Question

abcd is a quadrilateral in which opposite angles have the same measure, as indicated in the following figure. what kind of quadrilateral is abcd? justify your answer.
figure of quadrilateral abcd with vertices a, b, c, d (∠b, ∠c, ∠a, ∠d marked with congruency symbols)
complete the sentences below
because the sum of the interior angles is 360°. ∠a and ∠d are supplementary. also, ∠d and ∠c are supplementary. if we extend the side □ to form an alternate interior angle to ∠c, we see that these angles are congruent and thus, bc is parallel to ad. similarly, ab is parallel to dc. thus, abcd is a parallelogram
(type whole numbers.)

Explanation:

Step1: Recall Interior Angles Sum of Quadrilateral

The sum of the interior angles of any quadrilateral is \( 360^\circ \). For quadrilateral \( ABCD \), \( \angle A+\angle B+\angle C+\angle D = 360^\circ \). Given \( \angle A=\angle C \) and \( \angle B = \angle D \) (opposite angles equal), we can rewrite the sum as \( 2\angle A + 2\angle B=360^\circ \), or \( \angle A+\angle B = 180^\circ \), which means \( \angle A \) and \( \angle B \) are supplementary (similarly for other adjacent angles).

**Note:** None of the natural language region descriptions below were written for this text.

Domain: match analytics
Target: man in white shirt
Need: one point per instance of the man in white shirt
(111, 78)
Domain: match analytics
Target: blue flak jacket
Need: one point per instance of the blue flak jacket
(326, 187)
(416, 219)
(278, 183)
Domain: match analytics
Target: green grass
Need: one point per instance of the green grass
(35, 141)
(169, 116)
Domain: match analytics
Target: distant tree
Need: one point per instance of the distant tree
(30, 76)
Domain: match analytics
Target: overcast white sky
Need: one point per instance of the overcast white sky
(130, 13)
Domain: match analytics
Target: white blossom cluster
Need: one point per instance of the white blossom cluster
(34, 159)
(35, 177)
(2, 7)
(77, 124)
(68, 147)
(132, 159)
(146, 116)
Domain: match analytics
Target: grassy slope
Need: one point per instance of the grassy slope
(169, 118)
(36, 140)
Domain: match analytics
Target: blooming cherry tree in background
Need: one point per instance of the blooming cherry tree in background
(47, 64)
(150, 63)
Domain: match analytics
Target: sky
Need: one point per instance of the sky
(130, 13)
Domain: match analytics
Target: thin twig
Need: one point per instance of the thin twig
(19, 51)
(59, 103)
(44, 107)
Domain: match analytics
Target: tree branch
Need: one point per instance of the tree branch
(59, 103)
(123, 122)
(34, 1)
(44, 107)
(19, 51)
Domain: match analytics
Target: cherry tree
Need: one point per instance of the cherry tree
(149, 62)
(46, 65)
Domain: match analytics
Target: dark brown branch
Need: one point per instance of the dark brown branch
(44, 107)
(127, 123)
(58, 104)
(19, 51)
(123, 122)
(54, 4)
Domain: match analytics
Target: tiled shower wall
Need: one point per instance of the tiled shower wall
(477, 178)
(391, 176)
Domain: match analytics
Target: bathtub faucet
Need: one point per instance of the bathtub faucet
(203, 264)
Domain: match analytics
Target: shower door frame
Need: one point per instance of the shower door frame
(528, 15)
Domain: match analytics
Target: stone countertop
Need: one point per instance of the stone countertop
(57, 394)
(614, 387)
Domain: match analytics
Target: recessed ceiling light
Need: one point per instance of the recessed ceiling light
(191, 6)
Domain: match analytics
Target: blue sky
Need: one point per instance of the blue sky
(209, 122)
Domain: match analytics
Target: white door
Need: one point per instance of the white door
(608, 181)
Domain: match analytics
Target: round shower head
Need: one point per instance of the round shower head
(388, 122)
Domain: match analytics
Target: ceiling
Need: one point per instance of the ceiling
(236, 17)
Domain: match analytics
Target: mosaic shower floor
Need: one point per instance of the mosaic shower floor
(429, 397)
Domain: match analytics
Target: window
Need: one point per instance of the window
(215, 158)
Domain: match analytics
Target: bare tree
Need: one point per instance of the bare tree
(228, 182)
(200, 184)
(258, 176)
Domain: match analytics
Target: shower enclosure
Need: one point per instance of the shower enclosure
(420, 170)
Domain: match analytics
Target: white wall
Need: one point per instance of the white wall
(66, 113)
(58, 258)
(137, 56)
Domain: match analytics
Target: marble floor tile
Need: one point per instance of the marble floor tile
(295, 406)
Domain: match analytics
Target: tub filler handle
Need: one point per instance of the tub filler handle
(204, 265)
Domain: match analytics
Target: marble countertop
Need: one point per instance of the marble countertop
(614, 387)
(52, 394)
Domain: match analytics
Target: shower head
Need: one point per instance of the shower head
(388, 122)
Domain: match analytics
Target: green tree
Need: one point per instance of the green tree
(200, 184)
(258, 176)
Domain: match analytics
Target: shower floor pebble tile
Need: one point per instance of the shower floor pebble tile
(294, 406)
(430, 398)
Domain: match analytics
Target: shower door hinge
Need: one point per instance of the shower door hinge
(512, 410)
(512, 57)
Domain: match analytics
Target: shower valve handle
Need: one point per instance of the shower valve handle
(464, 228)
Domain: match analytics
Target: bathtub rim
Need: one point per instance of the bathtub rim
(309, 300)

Step2: Use Supplementary Angles for Parallel Sides

If two interior angles on the same side of a transversal are supplementary, the lines are parallel. For \( \angle A \) and \( \angle D \) (supplementary), the transversal is \( AD \), so \( AB\parallel DC \). For \( \angle D \) and \( \angle C \) (supplementary), the transversal is \( DC \), so \( AD\parallel BC \).

Step3: Define the Quadrilateral

A quadrilateral with both pairs of opposite sides parallel is a parallelogram. Also, a property of parallelograms is that opposite angles are equal, which matches the given condition.

Answer:

The quadrilateral \( ABCD \) is a parallelogram. Justification: The sum of interior angles of a quadrilateral is \( 360^\circ \). Given opposite angles are equal (\( \angle A=\angle C \), \( \angle B = \angle D \)), adjacent angles (e.g., \( \angle A \) and \( \angle D \), \( \angle D \) and \( \angle C \)) are supplementary. Supplementary adjacent angles imply opposite sides are parallel (by the converse of the same - side interior angles theorem). A quadrilateral with both pairs of opposite sides parallel is a parallelogram. For the "extend the side" part, to form an alternate interior angle to \( \angle C \) (to show \( BC\parallel AD \)), we extend side \( DC \) (or \( AB \), but \( DC \) is more direct as \( \angle C \) and the alternate angle would be formed with transversal \( DC \) when extending \( AD \) or \( BC \); here, extending \( DC \) (or \( AB \), but the logical side is \( DC \) to create alternate interior angles with \( \angle C \) for \( BC\parallel AD \)) shows congruent alternate interior angles, proving \( BC\parallel AD \), and similarly \( AB\parallel DC \), confirming it's a parallelogram.